A particle is executing simple harmonic motion with time period $$2\,s$$ and amplitude $$1\,cm.$$ If $$D$$ and $$d$$ are the total distance and displacement covered by the particle in  $$12.5\,s,$$ then  $$\frac{D}{d}$$ is:

A particle executes SHM with time period $$T = 2$$ s and amplitude $$A = 1$$ cm. We need the ratio $$D/d$$ after 12.5 s, where $$D$$ = total distance and $$d$$ = displacement.

Since $$12.5 \text{ s} = 6 \times 2 + 0.5 = 6T + T/4$$, the particle completes 6 full periods and an additional $$T/4$$.

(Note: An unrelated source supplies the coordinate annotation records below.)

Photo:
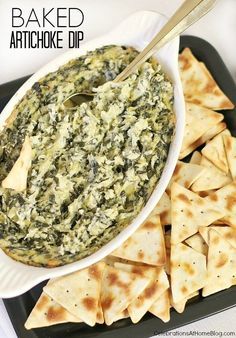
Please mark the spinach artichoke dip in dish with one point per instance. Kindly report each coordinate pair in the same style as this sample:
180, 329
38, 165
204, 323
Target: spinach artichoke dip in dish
73, 178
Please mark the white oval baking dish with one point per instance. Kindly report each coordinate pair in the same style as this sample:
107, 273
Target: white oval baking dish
137, 30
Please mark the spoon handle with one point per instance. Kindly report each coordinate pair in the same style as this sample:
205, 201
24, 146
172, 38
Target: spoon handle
190, 12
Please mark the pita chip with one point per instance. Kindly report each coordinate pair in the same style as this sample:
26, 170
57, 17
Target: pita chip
188, 212
17, 177
156, 287
180, 306
163, 209
168, 246
161, 307
198, 121
214, 151
47, 312
226, 232
213, 131
188, 271
221, 264
124, 314
185, 174
196, 158
213, 178
146, 245
119, 289
198, 84
79, 292
197, 243
225, 200
230, 149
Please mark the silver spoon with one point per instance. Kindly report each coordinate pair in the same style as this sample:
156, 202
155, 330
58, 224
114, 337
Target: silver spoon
190, 12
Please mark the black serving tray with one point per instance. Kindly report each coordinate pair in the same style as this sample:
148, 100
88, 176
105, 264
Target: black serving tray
19, 307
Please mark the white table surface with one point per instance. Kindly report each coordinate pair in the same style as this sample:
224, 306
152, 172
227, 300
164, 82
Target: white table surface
218, 27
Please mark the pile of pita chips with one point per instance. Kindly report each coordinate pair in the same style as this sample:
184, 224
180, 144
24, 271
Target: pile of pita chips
198, 85
221, 266
146, 245
79, 292
154, 290
47, 312
198, 121
186, 247
188, 212
188, 271
119, 289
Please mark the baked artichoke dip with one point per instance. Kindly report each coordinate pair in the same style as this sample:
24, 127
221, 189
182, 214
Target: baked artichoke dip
73, 178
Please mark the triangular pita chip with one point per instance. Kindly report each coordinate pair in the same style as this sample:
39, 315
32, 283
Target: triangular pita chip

In each complete period the particle traverses a distance of $$4A$$, so in 6 complete periods the distance is $$6 \times 4A = 24A$$. In the additional $$T/4$$ the particle moves from the mean position to the extreme, covering a distance $$A$$. Therefore $$D = 24A + A = 25A = 25 \text{ cm}$$.

After 6 complete periods the displacement is zero, and during the additional $$T/4$$ the particle reaches the extreme, so $$d = A = 1 \text{ cm}$$.

Therefore $$\frac{D}{d} = \frac{25}{1} = 25$$, which corresponds to Option (4): 25.